# Architecture Overview
## High-Level Design
`domain_status` follows a **pipeline architecture** with concurrent processing:
```
Input File → URL Validation → Concurrent Processing → Data Extraction → Direct Database Writes → SQLite Database
```
## Core Components
### 1. Main Orchestrator (`src/lib.rs`)
- Reads URLs from input file line-by-line
- Validates and normalizes URLs (adds `https://` if missing)
- Manages concurrency via semaphore
- Coordinates initialization and graceful shutdown
- Tracks progress and statistics
- **Note**: `src/main.rs` is a thin CLI wrapper that parses arguments and calls the library
### 2. HTTP Request Handler (`src/fetch/handler/`)
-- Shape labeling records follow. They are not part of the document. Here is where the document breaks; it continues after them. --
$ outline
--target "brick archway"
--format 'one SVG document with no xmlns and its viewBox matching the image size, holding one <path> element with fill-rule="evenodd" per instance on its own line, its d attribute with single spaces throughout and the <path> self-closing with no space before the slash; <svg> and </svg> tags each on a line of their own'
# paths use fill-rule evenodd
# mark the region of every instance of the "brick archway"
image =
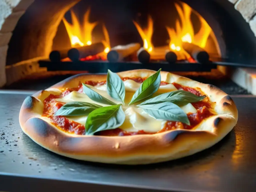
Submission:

- **Request Handler** (`request.rs`): Fetches URLs, follows redirects, handles retries
- **Response Handler** (`response.rs`): Extracts response data, orchestrates data collection
- Uses `reqwest` with `rustls` TLS backend
- Implements exponential backoff retry strategy
- Respects rate limiting via token bucket
### 3. Data Extraction (`src/fetch/`)
- **HTML Parsing** (`response.rs`): Extracts title, meta tags, structured data, scripts
- **Technology Detection** (`fingerprint/`): Detects web technologies using Wappalyzer rulesets
- Runs in parallel with DNS/TLS fetching (independent operations)
- Uses pattern matching (headers, cookies, HTML, script URLs) - **does not execute JavaScript**
- **DNS/TLS** (`dns/`): Fetches DNS records (NS, TXT, MX), TLS certificates
- Runs in parallel with technology detection
- DNS forward/reverse and TLS handshake run in parallel
- **Enrichment** (`record/preparation.rs`): GeoIP, WHOIS, security analysis
- All enrichment lookups run in parallel
### 4. Database Writer (`src/storage/insert/`)
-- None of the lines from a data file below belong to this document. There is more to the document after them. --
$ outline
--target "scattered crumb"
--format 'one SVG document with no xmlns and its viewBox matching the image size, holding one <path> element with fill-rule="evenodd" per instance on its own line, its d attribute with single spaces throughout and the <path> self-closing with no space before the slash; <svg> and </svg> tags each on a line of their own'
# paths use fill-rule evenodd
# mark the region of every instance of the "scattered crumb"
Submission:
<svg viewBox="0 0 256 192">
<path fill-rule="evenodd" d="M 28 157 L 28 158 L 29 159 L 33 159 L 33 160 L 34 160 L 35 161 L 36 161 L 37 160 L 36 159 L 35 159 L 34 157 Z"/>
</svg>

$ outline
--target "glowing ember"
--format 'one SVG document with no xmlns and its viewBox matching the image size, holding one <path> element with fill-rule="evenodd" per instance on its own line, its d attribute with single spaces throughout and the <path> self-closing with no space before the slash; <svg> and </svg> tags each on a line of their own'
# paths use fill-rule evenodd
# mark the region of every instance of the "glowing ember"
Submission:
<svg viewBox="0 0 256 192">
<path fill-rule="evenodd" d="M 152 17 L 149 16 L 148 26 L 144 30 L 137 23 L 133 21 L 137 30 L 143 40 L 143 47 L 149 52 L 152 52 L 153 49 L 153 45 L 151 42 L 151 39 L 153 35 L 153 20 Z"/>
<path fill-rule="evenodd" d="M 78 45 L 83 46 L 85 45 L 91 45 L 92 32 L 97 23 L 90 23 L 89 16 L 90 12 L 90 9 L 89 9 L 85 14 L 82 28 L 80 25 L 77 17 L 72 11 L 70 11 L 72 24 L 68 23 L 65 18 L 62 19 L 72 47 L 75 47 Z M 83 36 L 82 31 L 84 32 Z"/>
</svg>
- **Direct Writes**: Records written immediately (no batching)
- **Record Structure**: `BatchRecord` (in `src/storage/record/`) contains all data for a URL and its enrichment - despite the name, records are NOT batched, they're written immediately
- **Transaction-Based**: Each URL record and its enrichment data written in a single transaction
- **SQLite WAL Mode**: Enables efficient concurrent writes
- **UPSERT Semantics**: `UNIQUE (final_domain, timestamp)` prevents duplicates
### 5. Error Handling (`src/error_handling/`)
- Categorizes errors (timeout, DNS, TLS, HTTP, etc.)
- Tracks error statistics
- Implements retry logic with exponential backoff
- Records failures in `url_failures` table
### 6. Rate Limiting (`src/adaptive_rate_limiter/`)
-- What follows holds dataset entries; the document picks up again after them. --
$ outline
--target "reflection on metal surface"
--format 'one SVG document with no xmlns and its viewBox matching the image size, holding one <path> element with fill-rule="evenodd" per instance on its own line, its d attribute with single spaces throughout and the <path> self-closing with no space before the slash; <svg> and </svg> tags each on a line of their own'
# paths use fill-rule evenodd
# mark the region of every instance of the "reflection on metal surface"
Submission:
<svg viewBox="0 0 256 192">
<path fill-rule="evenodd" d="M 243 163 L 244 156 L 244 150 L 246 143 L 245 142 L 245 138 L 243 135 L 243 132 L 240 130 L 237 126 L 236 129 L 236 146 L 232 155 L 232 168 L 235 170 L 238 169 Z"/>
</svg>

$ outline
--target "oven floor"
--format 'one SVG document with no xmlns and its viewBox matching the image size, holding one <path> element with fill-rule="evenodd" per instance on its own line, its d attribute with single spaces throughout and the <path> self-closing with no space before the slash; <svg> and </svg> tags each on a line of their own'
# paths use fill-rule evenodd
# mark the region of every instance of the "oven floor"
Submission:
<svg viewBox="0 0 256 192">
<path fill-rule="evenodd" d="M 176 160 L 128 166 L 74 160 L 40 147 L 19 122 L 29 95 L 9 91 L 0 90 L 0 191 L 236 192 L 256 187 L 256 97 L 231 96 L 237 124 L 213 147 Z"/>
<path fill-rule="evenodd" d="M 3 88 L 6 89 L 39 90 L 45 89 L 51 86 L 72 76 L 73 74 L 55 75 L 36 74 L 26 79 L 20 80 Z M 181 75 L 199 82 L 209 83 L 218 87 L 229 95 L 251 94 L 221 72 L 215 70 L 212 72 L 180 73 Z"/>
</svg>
- Token-bucket algorithm for request rate limiting (implemented in `src/initialization/rate_limiter.rs`)
- Adaptive adjustment based on error rates
- Monitors 429 errors and timeouts
- Automatically reduces RPS by 50% when error rate exceeds threshold (default: 20%)
- Increases RPS by 15% when error rate is below threshold/2 (default: 10%)
- Maximum RPS capped at 2x initial value
## Concurrency Model
### Async Runtime
- **Tokio**: Async runtime for all I/O operations
- **Non-blocking**: All network operations are async
- **Shared Resources**: HTTP client, DNS resolver, database pool shared across tasks
### Concurrency Control
- **Semaphore**: Limits concurrent URL processing tasks (default: 30)
- **Rate Limiting**: Token-bucket limits requests per second (default: 15 RPS)
- **Adaptive Adjustment**: Rate limiter adjusts based on error rates
### Parallel Execution
The following operations run in parallel to maximize throughput:
1. **Technology Detection + DNS/TLS**: Independent operations, run simultaneously
2. **Enrichment Lookups**: GeoIP, security analysis, and WHOIS run in parallel
3. **DNS Operations**: Forward DNS, reverse DNS, and TLS handshake run in parallel
### Background Tasks
- **Status Server** (optional): HTTP server for monitoring progress
- **Adaptive Rate Limiter**: Monitors error rates and adjusts RPS
- **Logging Task**: Periodic progress updates
### Graceful Shutdown
- All background tasks cancellable via `CancellationToken`
- In-flight requests complete before shutdown
- Database connections closed cleanly
## Data Flow
### URL Processing Pipeline
1. **Input**: Read URL from file
2. **Validation**: Validate and normalize URL
3. **Rate Limiting**: Acquire token from rate limiter
4. **Concurrency Control**: Acquire semaphore permit
5. **HTTP Request**: Fetch URL, follow redirects
6. **Response Processing**:
- Extract response data (headers, body, status)
- Parse HTML content
- **Parallel Operations**:
- Technology detection (HTML-based)
- DNS/TLS fetching (domain-based)
- **Enrichment** (parallel):
- GeoIP lookup (IP-based)
- Security analysis (TLS/headers-based)
- WHOIS lookup (domain-based)
7. **Database Write**: Insert record and all enrichment data in single transaction
8. **Cleanup**: Release semaphore permit, update statistics
## Database Schema
The database uses a **star schema** design:
- **Fact Table**: `url_status` (main URL data)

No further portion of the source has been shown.